Il commence à sautiller et à couiner, essaie de tracer quelques signes dans la terre humide, mais le vocabulaire qu’ils viennent d’acquérir est beaucoup trop limité, et pas du tout adapté. Malheureusement, il est extrêmement difficile de mimer des situations ou des conversations, surtout quand on n’a pas la bonne forme de tête. Rahar est frustré et, pour la seconde fois, souhaiterait vraiment pouvoir parler. Il va falloir qu’il s’arrange pour augmenter le nombre de symboles qu’il peut utiliser.
“Il semblerait que la situation entre votre mère et vous affecte profondément notre petit ami ici présent. Il faut, je pense, que vous preniez tous les quatre un moment pour parler, si besoin en notre présence. Mura a besoin de comprendre ce que vous avez vécu, et vous avez besoin qu’elle le comprenne. Je propose donc que, lors de notre prochaine réunion, vous l'emmeniez avec vous. Je connais vos caractères respectifs, je pense que votre discussion sera moins dangereuse si vous n’avez ni casserole ni poêle à frire à portée de mains.”

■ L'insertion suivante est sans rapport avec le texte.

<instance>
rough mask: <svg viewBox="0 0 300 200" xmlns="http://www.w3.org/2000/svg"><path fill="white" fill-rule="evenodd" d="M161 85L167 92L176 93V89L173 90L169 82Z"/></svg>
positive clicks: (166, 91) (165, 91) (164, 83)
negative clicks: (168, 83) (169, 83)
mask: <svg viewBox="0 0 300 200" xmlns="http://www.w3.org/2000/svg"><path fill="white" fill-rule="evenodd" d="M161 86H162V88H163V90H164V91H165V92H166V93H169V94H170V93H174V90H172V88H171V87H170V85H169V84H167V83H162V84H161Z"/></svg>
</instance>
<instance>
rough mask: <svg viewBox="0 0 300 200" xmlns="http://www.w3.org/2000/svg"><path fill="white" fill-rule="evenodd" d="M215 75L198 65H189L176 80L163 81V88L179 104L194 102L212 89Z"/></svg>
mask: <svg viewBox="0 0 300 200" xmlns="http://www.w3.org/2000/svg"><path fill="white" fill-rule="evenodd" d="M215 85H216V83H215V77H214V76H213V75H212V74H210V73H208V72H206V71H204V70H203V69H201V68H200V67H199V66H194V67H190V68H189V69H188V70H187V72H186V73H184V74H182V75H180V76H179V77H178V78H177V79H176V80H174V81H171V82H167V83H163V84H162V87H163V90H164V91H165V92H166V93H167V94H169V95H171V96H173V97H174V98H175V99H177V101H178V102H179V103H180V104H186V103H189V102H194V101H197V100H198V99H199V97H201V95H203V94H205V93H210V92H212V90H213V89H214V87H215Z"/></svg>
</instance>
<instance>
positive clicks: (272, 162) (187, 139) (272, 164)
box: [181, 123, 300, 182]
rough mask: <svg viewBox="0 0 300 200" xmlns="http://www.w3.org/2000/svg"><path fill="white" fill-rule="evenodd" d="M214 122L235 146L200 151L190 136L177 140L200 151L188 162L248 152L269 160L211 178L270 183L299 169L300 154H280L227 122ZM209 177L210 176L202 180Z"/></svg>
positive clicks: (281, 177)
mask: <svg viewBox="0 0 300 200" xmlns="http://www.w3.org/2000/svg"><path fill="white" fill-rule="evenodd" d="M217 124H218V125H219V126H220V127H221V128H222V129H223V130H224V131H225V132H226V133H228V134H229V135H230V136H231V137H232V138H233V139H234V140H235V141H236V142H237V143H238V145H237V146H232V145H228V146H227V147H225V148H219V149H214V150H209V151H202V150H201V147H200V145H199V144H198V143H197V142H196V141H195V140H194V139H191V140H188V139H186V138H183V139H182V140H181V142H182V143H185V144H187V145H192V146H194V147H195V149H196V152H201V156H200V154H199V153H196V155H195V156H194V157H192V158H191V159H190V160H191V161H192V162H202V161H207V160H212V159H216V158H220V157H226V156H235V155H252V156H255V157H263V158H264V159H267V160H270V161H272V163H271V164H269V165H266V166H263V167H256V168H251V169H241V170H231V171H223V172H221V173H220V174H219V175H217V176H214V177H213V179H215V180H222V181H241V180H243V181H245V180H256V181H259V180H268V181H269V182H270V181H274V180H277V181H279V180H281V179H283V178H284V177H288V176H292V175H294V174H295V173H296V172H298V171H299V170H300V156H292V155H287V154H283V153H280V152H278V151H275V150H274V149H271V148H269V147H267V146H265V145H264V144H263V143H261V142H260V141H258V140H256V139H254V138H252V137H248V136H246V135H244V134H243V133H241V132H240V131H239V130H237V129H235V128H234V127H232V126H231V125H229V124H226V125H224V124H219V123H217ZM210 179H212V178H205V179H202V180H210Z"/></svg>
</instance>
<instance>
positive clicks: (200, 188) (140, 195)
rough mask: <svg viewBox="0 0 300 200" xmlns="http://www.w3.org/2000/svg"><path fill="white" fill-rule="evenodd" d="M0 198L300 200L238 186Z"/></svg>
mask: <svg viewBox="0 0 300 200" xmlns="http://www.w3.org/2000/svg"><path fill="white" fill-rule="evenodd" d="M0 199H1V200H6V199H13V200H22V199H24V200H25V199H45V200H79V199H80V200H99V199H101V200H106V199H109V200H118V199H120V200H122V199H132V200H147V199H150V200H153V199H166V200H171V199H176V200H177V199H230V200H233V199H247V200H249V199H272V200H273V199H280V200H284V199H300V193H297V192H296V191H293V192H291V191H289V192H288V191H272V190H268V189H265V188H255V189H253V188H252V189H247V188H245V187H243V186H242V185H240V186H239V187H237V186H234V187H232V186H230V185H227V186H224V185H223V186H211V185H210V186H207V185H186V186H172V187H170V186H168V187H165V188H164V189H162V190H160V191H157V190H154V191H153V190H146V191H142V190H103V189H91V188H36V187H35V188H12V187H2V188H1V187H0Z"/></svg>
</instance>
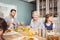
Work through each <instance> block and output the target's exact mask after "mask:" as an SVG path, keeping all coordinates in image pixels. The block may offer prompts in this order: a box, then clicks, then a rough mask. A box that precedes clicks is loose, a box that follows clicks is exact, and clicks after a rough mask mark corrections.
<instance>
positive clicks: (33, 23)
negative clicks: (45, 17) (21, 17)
mask: <svg viewBox="0 0 60 40" xmlns="http://www.w3.org/2000/svg"><path fill="white" fill-rule="evenodd" d="M41 25H42V23H41V19H40V18H38V19H37V22H36V23H34V22H33V19H32V20H31V23H30V27H32V28H35V27H39V28H41Z"/></svg>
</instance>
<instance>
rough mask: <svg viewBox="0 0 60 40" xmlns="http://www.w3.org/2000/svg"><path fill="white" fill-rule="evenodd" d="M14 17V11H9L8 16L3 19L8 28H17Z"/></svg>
mask: <svg viewBox="0 0 60 40" xmlns="http://www.w3.org/2000/svg"><path fill="white" fill-rule="evenodd" d="M15 15H16V10H15V9H11V11H10V15H9V16H7V17H5V20H6V22H7V24H8V28H11V27H17V26H18V20H17V19H16V18H15Z"/></svg>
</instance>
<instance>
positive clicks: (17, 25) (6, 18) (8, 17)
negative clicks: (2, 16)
mask: <svg viewBox="0 0 60 40" xmlns="http://www.w3.org/2000/svg"><path fill="white" fill-rule="evenodd" d="M12 19H13V20H14V26H18V20H17V19H16V18H11V17H10V16H7V17H5V20H6V22H9V21H11V20H12ZM8 26H10V25H8Z"/></svg>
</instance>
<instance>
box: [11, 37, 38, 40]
mask: <svg viewBox="0 0 60 40" xmlns="http://www.w3.org/2000/svg"><path fill="white" fill-rule="evenodd" d="M24 37H27V38H28V36H22V37H18V38H13V39H12V40H21V39H22V38H24ZM30 38H31V37H30ZM32 38H34V40H38V38H36V37H32Z"/></svg>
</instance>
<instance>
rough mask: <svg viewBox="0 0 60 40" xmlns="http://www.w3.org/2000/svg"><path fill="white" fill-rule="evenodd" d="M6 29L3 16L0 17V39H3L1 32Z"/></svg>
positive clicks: (4, 20) (5, 25)
mask: <svg viewBox="0 0 60 40" xmlns="http://www.w3.org/2000/svg"><path fill="white" fill-rule="evenodd" d="M6 29H7V23H6V22H5V20H4V19H3V18H0V40H4V38H3V33H4V32H5V30H6Z"/></svg>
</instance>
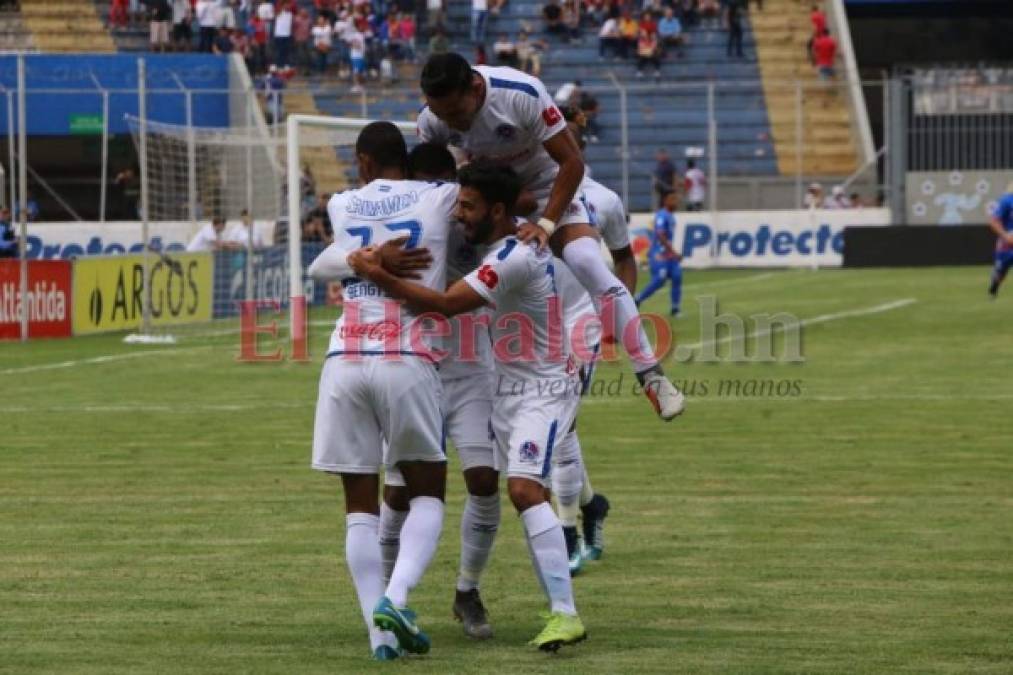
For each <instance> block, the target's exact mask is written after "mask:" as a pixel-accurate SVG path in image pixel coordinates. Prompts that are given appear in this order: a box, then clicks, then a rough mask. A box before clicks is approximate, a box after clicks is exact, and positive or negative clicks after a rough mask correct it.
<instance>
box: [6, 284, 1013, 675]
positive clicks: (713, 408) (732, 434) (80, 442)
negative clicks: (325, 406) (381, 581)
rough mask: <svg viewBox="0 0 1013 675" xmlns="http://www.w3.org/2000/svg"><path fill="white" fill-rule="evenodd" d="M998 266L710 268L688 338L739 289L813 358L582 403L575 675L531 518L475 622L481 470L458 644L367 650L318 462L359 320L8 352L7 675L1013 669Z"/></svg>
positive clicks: (454, 503)
mask: <svg viewBox="0 0 1013 675" xmlns="http://www.w3.org/2000/svg"><path fill="white" fill-rule="evenodd" d="M987 274H988V273H987V271H986V270H985V269H984V268H963V269H958V268H954V269H933V270H919V271H862V272H859V271H827V272H819V273H811V272H773V273H763V274H761V273H758V272H689V273H688V274H687V279H686V282H687V287H686V290H685V293H686V296H687V297H686V309H687V312H686V314H685V315H684V317H683V318H680V319H678V321H677V322H676V323H675V326H676V330H677V334H678V337H679V341H680V343H681V344H692V343H695V342H698V341H699V340H700V336H699V331H700V326H699V320H698V318H699V316H698V310H697V309H696V307H697V302H696V299H697V296H703V295H708V296H710V295H713V296H717V297H718V298H719V301H720V303H721V305H720V306H721V311H722V312H734V313H736V314H738V315H741V316H744V317H749V316H751V315H753V314H756V313H760V312H790V313H792V314H794V315H796V316H798V317H799V318H801V319H808V320H809V323H808V324H807V325H805V326H804V328H803V340H802V348H803V353H804V357H805V362H804V363H801V364H784V363H780V364H763V363H747V364H731V363H718V364H713V363H697V362H690V363H683V364H679V365H676V364H673V365H672V366H670V373H671V374H672V375H673V376H674V377H675V378H676V379H677V380H688V383H687V384H688V386H687V389H689V390H690V392H691V393H695V394H696V395H694V396H693V397H692V398H691V400H690V404H689V406H688V409H687V414H686V415H685V417H684V418H682V419H680V420H679V421H678V422H676V423H674V424H672V425H663V424H660V423H659V422H657V421H656V420H655V419H654V418H653V416H652V414H651V411H650V410H649V408H648V405H647V403H646V402H645V401H644V400H642V399H641V398H635V397H633V396H632V395H629V394H624V395H621V396H616V397H606V396H598V397H594V398H592V399H590V400H588V401H587V402H586V404H585V405H583V407H582V411H581V418H580V425H579V429H580V436H581V439H582V444H583V447H585V452H586V456H587V458H588V461H589V464H590V468H591V473H592V478H593V481H594V483H595V485H596V487H597V489H598V490H599V491H601V492H603V493H605V494H606V495H608V496H609V498H610V499H611V500H612V503H613V507H614V508H613V513H612V516H611V518H610V519H609V521H608V528H607V537H608V548H607V550H606V555H605V557H604V558H603V560H602V561H600V562H598V564H594V565H593V566H592V567H591V568H590V571H589V572H588V573H587V574H586V575H585V576H582V577H579V578H578V579H577V580H576V581H575V593H576V600H577V605H578V607H579V608H580V610H581V613H582V615H583V618H585V622H586V623H587V625H588V628H589V632H590V640H589V641H588V642H587V643H585V644H583V645H581V646H579V647H577V648H574V649H569V650H565V651H563V652H561V653H560V654H559V655H556V656H548V655H545V654H540V653H537V652H534V651H532V649H531V648H528V647H526V646H525V643H526V641H527V640H529V639H530V637H531V636H533V634H534V633H535V632H536V631H537V629H538V628H539V620H538V616H537V612H538V611H539V610H540V609H542V607H543V599H542V597H541V594H540V592H539V591H538V587H537V585H536V582H535V580H534V576H533V573H532V571H531V566H530V562H529V560H528V554H527V550H526V548H525V546H524V543H523V541H522V539H521V532H520V527H519V522H518V519H517V518H516V517H515V516H514V515H513V513H512V512H511V511H510V510H509V506H506V505H504V510H503V514H504V522H503V526H502V528H501V530H500V532H501V534H500V537H499V539H498V540H497V542H496V549H495V551H494V553H493V560H492V562H491V566H490V569H489V570H488V572H487V574H486V577H485V579H484V583H483V589H484V591H483V595H484V597H485V600H486V604H487V606H488V607H489V610H490V612H491V616H492V619H493V623H494V627H495V629H496V637H495V639H494V640H493V641H492V642H490V643H487V644H473V643H470V642H468V641H467V640H466V639H465V637H464V636H463V635H462V633H461V631H460V628H459V626H458V624H456V623H455V622H454V621H453V619H452V617H451V613H450V604H451V600H452V598H453V588H452V586H453V581H454V578H455V573H456V565H457V550H458V536H459V534H458V521H459V518H460V511H461V504H462V493H463V486H462V483H461V481H460V478H459V477H458V476H457V475H456V474H453V477H452V480H451V483H450V490H449V498H448V503H449V508H448V520H447V524H446V527H445V530H444V539H443V542H442V544H441V547H440V551H439V553H438V556H437V558H436V560H435V562H434V565H433V567H432V568H431V569H430V572H428V573H427V575H426V577H425V579H424V580H423V582H422V585H421V586H420V587H419V588H418V589H417V590H416V592H415V593H414V595H413V600H412V603H413V605H414V606H415V607H416V609H418V610H419V612H420V615H421V616H420V620H421V621H422V624H423V625H424V626H425V627H426V629H427V630H428V631H430V633H431V635H432V637H433V642H434V648H433V652H432V654H431V655H430V656H428V657H425V658H422V659H414V660H411V661H409V662H403V663H396V664H374V663H371V662H370V661H369V660H368V658H367V656H368V651H367V643H366V639H365V631H364V627H363V626H362V619H361V615H360V613H359V607H358V604H357V602H356V601H355V597H354V590H353V588H352V585H350V580H349V579H348V576H347V572H346V570H345V568H344V562H343V552H342V546H343V513H342V508H341V503H340V501H339V497H340V492H339V486H338V484H337V481H336V480H335V479H334V478H332V477H329V476H325V475H322V474H319V473H316V472H314V471H311V470H310V469H309V467H308V463H309V452H310V439H311V422H312V418H313V406H314V400H315V392H316V381H317V377H318V374H319V365H320V359H321V357H322V354H323V352H324V345H325V341H326V336H327V333H328V328H327V327H326V326H325V325H324V324H323V319H325V318H329V316H328V314H329V313H331V312H317V313H315V314H314V319H315V321H314V328H313V334H312V344H311V352H312V353H313V355H314V357H315V358H314V362H313V363H312V364H310V365H300V364H291V363H287V364H281V365H262V364H261V365H250V364H242V363H237V362H236V360H235V356H236V353H237V346H238V339H237V337H236V336H235V335H234V334H232V333H228V332H227V333H226V334H217V335H207V334H201V330H187V331H184V332H183V333H182V334H183V336H182V340H181V341H180V344H179V345H178V346H176V347H173V348H164V347H138V346H125V345H123V344H122V343H121V337H122V335H103V336H96V337H87V339H76V340H70V341H59V342H56V341H55V342H38V343H32V344H28V345H20V344H0V395H2V397H3V401H4V402H3V405H2V407H0V410H2V412H0V414H2V419H3V421H4V425H3V427H4V428H3V431H2V432H0V448H2V451H0V671H2V672H5V673H29V672H31V673H34V672H53V673H103V674H104V673H138V672H185V673H212V672H214V673H223V672H242V673H261V672H262V673H267V672H270V673H363V672H373V671H379V670H396V671H398V672H419V673H450V672H455V673H457V672H474V673H499V672H513V673H521V672H524V673H539V672H560V673H567V672H574V673H577V672H579V673H592V672H594V673H675V672H750V673H756V672H849V673H851V672H870V671H878V672H897V671H904V672H912V673H928V672H968V671H981V672H995V673H1009V672H1011V671H1013V562H1011V559H1013V558H1011V550H1013V440H1011V438H1013V436H1011V434H1010V428H1011V424H1010V420H1011V416H1013V379H1011V378H1010V375H1009V373H1010V368H1011V367H1013V340H1011V336H1013V288H1008V289H1006V292H1007V293H1006V295H1005V297H1001V298H1000V299H999V301H998V302H995V303H990V302H988V301H987V299H986V293H985V287H986V284H987ZM909 300H910V301H913V302H902V301H909ZM664 307H665V300H664V299H663V298H661V297H660V296H658V297H656V298H655V299H653V300H652V301H651V303H650V305H649V307H648V309H654V310H657V311H660V310H661V309H663V308H664ZM812 319H815V320H812ZM205 328H207V326H205ZM722 349H724V348H723V347H722ZM104 357H109V358H104ZM623 372H624V369H623V368H622V367H621V366H618V365H605V366H603V367H602V368H601V369H600V372H599V378H600V379H601V380H602V381H603V382H609V381H614V380H615V378H617V377H619V376H620V374H621V373H623ZM721 380H731V381H739V382H749V381H751V380H774V381H781V380H792V381H797V382H798V385H797V395H792V394H791V393H789V394H787V395H782V396H776V395H775V396H770V395H745V393H741V395H738V396H728V395H719V394H720V393H721V392H720V390H719V387H718V383H719V382H720V381H721ZM701 383H706V385H707V386H706V389H707V392H706V394H705V393H704V391H703V390H704V385H703V384H701ZM694 387H695V388H696V389H695V391H694ZM743 391H744V392H745V391H746V390H745V389H744V390H743ZM751 391H752V389H751ZM453 461H454V466H456V459H454V460H453ZM455 470H456V469H455Z"/></svg>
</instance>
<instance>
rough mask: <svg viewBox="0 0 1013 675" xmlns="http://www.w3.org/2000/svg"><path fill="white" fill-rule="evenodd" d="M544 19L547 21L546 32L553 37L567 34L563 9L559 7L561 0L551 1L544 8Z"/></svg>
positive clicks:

Aeris accepte, ne serait-ce que pour rassurer Rahar. Elle ne pense pas que cette réunion serve à grand chose, mais vu l’état dans lequel se trouve son ami, elle est prête à essayer. Et maintenant, il est temps de vraiment entamer la deuxième séance.
“Ils nous ont mis des fers aux cheville après que Kameno ait essayé de s’enfuir la première nuit. Il a profité de la torpeur d’après repas pour se faufiler derrière les gardes, mais il y en avait un dans l’arbre en face de la clairière où on s’était arrêtés. Il a failli le tuer avec sa flèche. Ce fut la seule tentative. Le trajet m’a paru durer une éternité : nous n’avions aucun moyen de savoir où on nous emmenait, et les gardes nous faisaient souvent tourner en rond pour nous embrouiller. Peu d’entre nous avaient jamais quitté la Forêt d’Argent, et on s’est vite retrouvés en terrain complètement inconnu. Plus on avançait, plus les gardes prenaient de l’assurance avec nous. Au début, ils ne faisaient rien de plus méchant que de nous menacer, mais ils se sont mis à nous toucher, nous frapper, nous érafler avec leurs armes. Et puis ils ont commencé à emmener les filles à l’écart, la nuit, une par une. On les entendait crier et pleurer, mais attachés et sans armes, il n’y avait rien d’autre à faire que de sentir monter la haine et attendre l’occasion de nous venger. Ils ne s’en sont pas pris à moi, je crois qu’ils avaient peur des rats. J’imagine qu’un homme n’a pas envie de se retrouver sans pantalon à portée des dents d’un rongeur énervé… Quand les filles ont arrêté de se débattre, ils sont passés aux garçons. Quand nous ne marchions pas assez vite à leur goût, ils nous donnaient des coups du plat de leurs lames. Ceux qui ont eu le malheur de tomber ont goûté du tranchant. Les jours se ressemblaient, à avaler de la poussière, assoiffés, essayer d’avancer sous le regard et les rires des gardes qui, eux, avaient de l’eau et étaient bien nourris. Quand nous avons vu la ville, pourtant, nous avons tous ralenti en même temps. Vous avez déjà vu Stargh? Non? La ville est aussi laide que ses habitants. Et eux sont aussi laids qu’ils sont cruels.”